The weight of that statement was suffocating.
From another place? Then to the Abyssal Tower?
I had heard about the Abyssal Tower from Ryzar before—about how the further one descended, the more twisted the world became. The heavier it felt, a pressure that would break many. How summoners had ventured too deep and never returned.
And yet—
This family treated it as their training ground.
“…Why would anyone do that?” I asked quietly.
Father’s eyes met mine.
“Because to them,” he said, “there is no greater glory.”
The words sent chills down my spine.
“The pressure the Abyssal Tower produces does not seem to affect them. They have a real advantage there,” he added softly.
I leaned back, trying to process everything.
The Old Bloods.
A people who carried the blood of ancient things.
A people who refused to mix with the rest of the world.
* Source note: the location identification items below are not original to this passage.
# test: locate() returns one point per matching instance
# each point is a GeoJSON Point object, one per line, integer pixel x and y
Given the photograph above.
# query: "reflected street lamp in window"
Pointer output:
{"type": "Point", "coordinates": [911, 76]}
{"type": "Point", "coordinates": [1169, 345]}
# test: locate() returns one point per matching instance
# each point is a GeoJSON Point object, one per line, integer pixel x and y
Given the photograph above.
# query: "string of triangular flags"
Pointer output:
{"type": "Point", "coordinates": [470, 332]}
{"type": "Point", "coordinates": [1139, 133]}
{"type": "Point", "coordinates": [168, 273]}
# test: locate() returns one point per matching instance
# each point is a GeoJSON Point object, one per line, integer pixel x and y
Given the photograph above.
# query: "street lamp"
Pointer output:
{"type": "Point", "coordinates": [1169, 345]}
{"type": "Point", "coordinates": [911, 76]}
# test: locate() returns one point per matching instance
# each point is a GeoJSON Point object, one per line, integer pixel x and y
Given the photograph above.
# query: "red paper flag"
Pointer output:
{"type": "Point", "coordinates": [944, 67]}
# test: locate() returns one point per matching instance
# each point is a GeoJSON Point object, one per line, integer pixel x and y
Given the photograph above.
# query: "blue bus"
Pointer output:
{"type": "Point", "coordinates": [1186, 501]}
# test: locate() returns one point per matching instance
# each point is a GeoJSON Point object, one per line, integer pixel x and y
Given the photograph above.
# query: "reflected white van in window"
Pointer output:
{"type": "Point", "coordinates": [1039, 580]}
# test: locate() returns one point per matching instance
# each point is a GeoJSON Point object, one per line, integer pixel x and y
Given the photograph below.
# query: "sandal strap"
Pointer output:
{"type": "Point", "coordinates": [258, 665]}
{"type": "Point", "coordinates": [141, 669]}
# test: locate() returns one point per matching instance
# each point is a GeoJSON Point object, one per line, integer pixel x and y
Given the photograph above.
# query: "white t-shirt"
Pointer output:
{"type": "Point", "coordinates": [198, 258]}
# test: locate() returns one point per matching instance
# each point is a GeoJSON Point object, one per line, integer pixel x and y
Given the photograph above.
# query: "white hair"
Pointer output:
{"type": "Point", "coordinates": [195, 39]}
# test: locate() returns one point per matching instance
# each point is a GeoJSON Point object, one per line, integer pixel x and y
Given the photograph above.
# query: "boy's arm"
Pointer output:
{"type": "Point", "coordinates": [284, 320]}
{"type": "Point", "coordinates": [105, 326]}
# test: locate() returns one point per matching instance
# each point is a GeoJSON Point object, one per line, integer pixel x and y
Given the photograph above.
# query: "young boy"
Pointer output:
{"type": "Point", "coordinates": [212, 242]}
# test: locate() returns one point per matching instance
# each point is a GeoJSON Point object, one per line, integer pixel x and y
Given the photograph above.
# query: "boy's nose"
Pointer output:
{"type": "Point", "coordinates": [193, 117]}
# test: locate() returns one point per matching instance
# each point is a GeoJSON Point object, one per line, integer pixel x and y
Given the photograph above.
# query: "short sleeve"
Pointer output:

A people who saw the Abyssal Tower—one of the most terrifying places in existence—as nothing more than their personal battleground.
And now—
They had come to me.
For a moment, the room was silent.
Then—
Lina tugged on my sleeve.
“Akul.”
Her voice was small now. No more jokes. No more wild declarations. Just a quiet, honest worry.
I turned to her.
She was gripping her plushie so tightly her knuckles were pale.
“…Are you sure you should be doing this?”
I opened my mouth—
And stopped.
For the first time, I wasn’t sure how to answer.